Case Description/Methods: A 57-year-old female with history of breast cancer and IBM presented with progressive dysphagia to solids and liquids localized to her throat with associated globus sensation and regurgitation. Three years prior, our patient underwent esophagogastroduodenoscopy which was normal without features of eosinophilic esophagitis or stricture. Further evaluation was deferred at that time due to a new diagnosis of breast cancer, but she subsequently returned with worsening dysphagia after experiencing two episodes of aspiration pneumonia after pill administration.
Videoflouroscopic swallow study and timed barium esophagram were obtained for further evaluation. Barium esophagram (Image 1A) demonstrated rapid emptying of the esophagus; however, the swallow study exhibited a prominent cricopharyngeal (CP) bar, which prevented passage of a 13 mm barium pill and reproduced the patient’s symptoms.

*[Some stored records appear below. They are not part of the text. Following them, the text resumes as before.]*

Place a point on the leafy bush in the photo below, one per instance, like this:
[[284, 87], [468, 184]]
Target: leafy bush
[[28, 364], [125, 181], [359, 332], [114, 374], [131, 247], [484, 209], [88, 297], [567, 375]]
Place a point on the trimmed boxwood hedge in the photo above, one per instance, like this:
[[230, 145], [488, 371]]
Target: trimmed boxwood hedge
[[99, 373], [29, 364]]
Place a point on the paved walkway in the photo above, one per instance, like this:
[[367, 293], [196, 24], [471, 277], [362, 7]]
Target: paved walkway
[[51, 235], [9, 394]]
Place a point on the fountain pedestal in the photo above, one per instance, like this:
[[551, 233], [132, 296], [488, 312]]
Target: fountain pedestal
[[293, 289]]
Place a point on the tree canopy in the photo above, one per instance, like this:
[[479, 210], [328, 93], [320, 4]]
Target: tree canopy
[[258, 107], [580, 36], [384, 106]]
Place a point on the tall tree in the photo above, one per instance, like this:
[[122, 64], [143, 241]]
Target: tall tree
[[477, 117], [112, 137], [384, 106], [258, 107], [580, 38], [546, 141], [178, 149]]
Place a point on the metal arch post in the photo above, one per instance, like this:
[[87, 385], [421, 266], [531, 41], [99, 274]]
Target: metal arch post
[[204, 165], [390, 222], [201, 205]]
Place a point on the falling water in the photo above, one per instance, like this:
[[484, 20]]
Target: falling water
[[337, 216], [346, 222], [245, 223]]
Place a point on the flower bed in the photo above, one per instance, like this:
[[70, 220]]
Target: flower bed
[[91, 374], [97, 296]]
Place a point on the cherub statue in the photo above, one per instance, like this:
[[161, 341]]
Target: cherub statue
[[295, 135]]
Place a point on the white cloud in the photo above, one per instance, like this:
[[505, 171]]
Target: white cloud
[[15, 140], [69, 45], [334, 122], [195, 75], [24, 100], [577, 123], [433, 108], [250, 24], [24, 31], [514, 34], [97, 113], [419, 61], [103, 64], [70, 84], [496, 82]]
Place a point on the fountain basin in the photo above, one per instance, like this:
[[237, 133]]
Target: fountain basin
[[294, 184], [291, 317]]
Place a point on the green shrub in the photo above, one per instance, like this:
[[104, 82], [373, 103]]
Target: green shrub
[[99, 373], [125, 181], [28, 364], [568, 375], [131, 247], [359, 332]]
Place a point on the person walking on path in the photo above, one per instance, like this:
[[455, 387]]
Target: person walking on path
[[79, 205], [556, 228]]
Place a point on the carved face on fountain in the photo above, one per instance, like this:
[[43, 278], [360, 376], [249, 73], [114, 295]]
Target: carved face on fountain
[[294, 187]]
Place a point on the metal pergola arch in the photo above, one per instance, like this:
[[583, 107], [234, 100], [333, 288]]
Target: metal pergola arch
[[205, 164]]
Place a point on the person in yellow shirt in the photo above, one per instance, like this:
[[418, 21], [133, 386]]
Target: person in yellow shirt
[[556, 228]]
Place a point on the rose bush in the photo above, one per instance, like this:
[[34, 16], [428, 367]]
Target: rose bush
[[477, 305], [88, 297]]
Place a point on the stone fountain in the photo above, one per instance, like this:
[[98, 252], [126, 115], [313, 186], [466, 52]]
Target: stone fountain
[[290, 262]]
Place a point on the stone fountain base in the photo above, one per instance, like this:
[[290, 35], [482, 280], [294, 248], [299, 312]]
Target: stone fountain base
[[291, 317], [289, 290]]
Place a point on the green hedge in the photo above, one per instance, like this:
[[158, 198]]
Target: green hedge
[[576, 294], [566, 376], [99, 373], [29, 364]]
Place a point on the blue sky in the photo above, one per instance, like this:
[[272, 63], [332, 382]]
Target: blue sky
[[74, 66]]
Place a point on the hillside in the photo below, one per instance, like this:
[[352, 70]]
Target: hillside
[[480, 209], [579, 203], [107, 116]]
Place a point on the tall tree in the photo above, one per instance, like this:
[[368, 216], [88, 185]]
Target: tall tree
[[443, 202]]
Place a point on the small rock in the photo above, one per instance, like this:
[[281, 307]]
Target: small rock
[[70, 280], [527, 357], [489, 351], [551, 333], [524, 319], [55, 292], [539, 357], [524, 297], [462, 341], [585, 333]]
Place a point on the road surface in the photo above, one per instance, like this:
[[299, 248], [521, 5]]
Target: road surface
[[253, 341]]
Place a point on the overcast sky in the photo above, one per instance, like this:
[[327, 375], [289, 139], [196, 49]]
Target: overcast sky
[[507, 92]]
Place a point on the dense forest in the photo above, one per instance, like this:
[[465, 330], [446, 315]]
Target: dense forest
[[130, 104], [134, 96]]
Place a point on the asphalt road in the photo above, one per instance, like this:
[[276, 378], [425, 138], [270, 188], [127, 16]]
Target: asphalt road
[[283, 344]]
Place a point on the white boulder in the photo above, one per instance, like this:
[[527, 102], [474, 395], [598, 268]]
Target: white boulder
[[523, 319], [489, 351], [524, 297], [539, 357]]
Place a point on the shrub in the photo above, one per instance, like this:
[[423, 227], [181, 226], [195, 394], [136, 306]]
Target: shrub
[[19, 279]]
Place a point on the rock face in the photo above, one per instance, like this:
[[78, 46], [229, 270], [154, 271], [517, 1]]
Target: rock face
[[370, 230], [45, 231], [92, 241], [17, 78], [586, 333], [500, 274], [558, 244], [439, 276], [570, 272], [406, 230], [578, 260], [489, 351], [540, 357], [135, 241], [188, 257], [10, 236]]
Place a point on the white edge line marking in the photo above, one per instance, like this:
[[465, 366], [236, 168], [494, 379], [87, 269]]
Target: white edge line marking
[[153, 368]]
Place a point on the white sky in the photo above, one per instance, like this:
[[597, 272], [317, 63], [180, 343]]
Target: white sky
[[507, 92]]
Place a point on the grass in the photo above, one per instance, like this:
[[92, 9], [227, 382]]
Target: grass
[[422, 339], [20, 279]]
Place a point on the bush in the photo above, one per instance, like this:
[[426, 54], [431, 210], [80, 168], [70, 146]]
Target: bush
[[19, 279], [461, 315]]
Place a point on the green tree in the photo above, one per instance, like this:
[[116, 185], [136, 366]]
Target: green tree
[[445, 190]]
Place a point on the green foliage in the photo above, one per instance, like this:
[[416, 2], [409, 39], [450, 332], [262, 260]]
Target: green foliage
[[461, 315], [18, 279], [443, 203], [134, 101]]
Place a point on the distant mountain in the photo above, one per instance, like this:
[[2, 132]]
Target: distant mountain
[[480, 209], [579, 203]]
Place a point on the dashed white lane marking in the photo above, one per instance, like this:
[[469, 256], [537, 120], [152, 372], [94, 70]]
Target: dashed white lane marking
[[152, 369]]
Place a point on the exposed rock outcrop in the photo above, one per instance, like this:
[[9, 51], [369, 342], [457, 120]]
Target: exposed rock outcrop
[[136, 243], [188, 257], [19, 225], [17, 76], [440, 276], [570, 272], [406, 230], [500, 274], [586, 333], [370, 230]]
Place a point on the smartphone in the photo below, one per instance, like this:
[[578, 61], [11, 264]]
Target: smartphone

Findings were consistent with severe CP dysfunction (CPD).
The patient subsequently underwent uncomplicated endoscopic CP myotomy. Biopsies demonstrated severe myopathy with fibrosis, rimmed vacuoles, and mitochondrial abnormalities consistent with IBM involvement of the cricopharyngeus muscle (Image 1B). Post-operatively, the patient’s dysphagia markedly improved with increased ease of taking pills.
Discussion:
While IBM is the most common inflammatory myopathy, it is uncommon in gastroenterology practice. IBM is characterized by insidious onset of progressive weakness in proximal legs and finger flexors. While our patient already had a diagnosis of IBM, dysphagia may be the presenting symptom in up to 40% of patients. Gastroenterologists should be aware of the association of IBM and CP dysfunction as CP bars are associated with an increased risk of aspiration, one of the leading causes of death, and are often not identified with standard endoscopy. Endoscopic CP myotomy is a safe, effective, and definitive treatment for CP dysfunction.

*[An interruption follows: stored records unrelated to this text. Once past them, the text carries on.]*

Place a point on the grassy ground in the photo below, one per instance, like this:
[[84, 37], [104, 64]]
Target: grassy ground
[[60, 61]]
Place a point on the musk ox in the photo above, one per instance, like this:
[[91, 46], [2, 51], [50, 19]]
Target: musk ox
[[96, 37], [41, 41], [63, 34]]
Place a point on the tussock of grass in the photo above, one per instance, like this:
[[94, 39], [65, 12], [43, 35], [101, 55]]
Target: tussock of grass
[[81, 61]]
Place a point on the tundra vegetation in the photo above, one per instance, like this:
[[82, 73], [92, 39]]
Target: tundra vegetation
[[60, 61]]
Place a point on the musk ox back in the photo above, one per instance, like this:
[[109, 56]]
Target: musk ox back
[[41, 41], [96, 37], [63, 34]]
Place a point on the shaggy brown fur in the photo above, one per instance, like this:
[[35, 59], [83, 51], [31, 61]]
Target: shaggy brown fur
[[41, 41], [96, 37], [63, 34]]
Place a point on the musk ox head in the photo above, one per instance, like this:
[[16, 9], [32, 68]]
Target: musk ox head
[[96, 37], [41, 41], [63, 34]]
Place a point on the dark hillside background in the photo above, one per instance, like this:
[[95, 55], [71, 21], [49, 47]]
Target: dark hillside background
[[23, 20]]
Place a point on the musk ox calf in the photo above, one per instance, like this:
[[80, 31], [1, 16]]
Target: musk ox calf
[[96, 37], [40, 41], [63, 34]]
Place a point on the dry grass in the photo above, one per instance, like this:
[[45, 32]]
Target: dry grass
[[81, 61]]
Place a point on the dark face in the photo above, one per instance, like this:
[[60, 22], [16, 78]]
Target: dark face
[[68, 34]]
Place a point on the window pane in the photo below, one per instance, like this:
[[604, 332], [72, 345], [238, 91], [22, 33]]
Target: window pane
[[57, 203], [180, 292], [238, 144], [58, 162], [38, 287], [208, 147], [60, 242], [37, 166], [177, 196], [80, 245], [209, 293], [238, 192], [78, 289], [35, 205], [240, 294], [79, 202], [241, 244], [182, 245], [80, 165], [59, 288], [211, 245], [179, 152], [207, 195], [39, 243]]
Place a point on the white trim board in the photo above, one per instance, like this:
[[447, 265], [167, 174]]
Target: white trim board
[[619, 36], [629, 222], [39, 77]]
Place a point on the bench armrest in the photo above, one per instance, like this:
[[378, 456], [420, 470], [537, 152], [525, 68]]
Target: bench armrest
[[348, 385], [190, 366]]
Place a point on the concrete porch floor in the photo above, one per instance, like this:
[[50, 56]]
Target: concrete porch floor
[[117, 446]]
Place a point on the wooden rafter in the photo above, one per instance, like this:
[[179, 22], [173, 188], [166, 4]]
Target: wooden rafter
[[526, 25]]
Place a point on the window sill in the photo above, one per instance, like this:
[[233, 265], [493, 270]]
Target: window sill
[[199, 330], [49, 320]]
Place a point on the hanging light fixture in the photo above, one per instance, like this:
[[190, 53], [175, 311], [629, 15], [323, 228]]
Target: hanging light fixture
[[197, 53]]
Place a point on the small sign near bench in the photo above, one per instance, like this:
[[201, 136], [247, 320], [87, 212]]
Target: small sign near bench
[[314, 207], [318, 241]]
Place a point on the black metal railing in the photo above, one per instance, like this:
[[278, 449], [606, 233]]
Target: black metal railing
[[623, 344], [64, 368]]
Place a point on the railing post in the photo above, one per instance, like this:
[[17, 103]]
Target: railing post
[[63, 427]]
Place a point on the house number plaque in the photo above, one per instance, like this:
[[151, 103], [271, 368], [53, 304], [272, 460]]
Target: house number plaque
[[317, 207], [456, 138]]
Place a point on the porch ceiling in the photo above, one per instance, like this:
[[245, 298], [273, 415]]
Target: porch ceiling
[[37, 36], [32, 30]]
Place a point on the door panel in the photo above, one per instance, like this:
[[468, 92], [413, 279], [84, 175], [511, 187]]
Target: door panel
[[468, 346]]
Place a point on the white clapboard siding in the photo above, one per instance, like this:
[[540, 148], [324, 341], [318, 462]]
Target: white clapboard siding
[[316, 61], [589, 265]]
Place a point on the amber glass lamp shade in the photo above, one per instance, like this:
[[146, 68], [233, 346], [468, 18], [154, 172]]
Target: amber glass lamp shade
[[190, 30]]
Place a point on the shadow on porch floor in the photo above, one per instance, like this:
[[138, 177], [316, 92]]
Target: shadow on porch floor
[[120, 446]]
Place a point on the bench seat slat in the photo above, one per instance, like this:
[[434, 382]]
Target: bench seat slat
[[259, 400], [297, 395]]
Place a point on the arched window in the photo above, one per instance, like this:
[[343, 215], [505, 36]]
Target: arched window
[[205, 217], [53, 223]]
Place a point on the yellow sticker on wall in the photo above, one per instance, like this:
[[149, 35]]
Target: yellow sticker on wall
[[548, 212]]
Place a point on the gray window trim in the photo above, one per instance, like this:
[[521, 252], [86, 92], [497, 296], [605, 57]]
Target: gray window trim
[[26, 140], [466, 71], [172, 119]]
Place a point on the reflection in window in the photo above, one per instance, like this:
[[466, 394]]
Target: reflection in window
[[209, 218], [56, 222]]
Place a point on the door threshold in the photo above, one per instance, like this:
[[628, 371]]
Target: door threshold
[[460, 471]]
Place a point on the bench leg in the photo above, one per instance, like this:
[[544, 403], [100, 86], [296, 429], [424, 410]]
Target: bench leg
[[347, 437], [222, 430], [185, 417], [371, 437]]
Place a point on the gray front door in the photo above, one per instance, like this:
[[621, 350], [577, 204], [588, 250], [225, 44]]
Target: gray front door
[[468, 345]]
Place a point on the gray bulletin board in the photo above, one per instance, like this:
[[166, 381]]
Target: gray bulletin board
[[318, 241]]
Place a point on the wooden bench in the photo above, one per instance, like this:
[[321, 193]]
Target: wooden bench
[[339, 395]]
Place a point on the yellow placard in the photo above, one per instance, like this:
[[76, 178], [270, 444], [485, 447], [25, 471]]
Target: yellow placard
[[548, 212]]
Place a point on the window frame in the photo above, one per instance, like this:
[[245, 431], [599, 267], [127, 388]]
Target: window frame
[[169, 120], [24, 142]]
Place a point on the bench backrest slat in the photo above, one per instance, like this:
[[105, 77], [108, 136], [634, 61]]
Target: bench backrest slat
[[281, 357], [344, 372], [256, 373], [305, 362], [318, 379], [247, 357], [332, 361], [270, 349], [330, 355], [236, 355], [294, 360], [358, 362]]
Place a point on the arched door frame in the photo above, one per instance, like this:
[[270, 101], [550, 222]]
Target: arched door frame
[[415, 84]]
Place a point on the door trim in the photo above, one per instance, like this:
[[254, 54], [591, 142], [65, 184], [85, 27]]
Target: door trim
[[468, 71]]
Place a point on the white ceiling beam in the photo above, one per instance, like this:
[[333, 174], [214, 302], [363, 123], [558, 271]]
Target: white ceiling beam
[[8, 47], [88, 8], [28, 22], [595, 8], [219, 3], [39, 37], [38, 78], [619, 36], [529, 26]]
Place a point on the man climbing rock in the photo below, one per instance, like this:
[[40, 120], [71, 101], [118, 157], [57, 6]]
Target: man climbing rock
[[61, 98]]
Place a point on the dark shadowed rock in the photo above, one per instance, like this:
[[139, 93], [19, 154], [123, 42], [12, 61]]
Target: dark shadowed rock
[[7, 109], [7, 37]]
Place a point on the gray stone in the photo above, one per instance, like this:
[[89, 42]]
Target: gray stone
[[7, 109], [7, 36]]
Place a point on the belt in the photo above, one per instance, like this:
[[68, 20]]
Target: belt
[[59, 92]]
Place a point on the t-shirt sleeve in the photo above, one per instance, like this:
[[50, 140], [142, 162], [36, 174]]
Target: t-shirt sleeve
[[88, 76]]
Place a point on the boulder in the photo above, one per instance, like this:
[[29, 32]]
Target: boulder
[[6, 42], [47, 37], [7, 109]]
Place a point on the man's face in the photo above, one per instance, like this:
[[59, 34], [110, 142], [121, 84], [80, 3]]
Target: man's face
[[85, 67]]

Figure: Image 1A. Barium esophagram study. (a) Prominent cricopharyngeal bar with a 13 mm barium pill (b) stuck above cricopharyngeal muscle, preventing its passage. Image 1B. Biopsy from cricopharyngeal muscle. (c, H&E stain) Fibers with vacuoles rimmed by basophilic material and inflammatory changes in endomysium, better appreciated in (d, trichome stain). There is significant endomysial fibrosis, consistent with a chronic, degenerative myopathic process.
Disclosures:
Oscar Ramirez Ramirez indicated no relevant financial relationships.
Luke Hillman indicated no relevant financial relationships.
Oscar Ramirez Ramirez, MD, Luke Hillman, MD. P1860 - An Unusual Disease With a Common Presentation: Cricopharyngeal Dysfunction in Inclusion Body Myositis, ACG 2023 Annual Scientific Meeting Abstracts. Vancouver, BC, Canada: American College of Gastroenterology.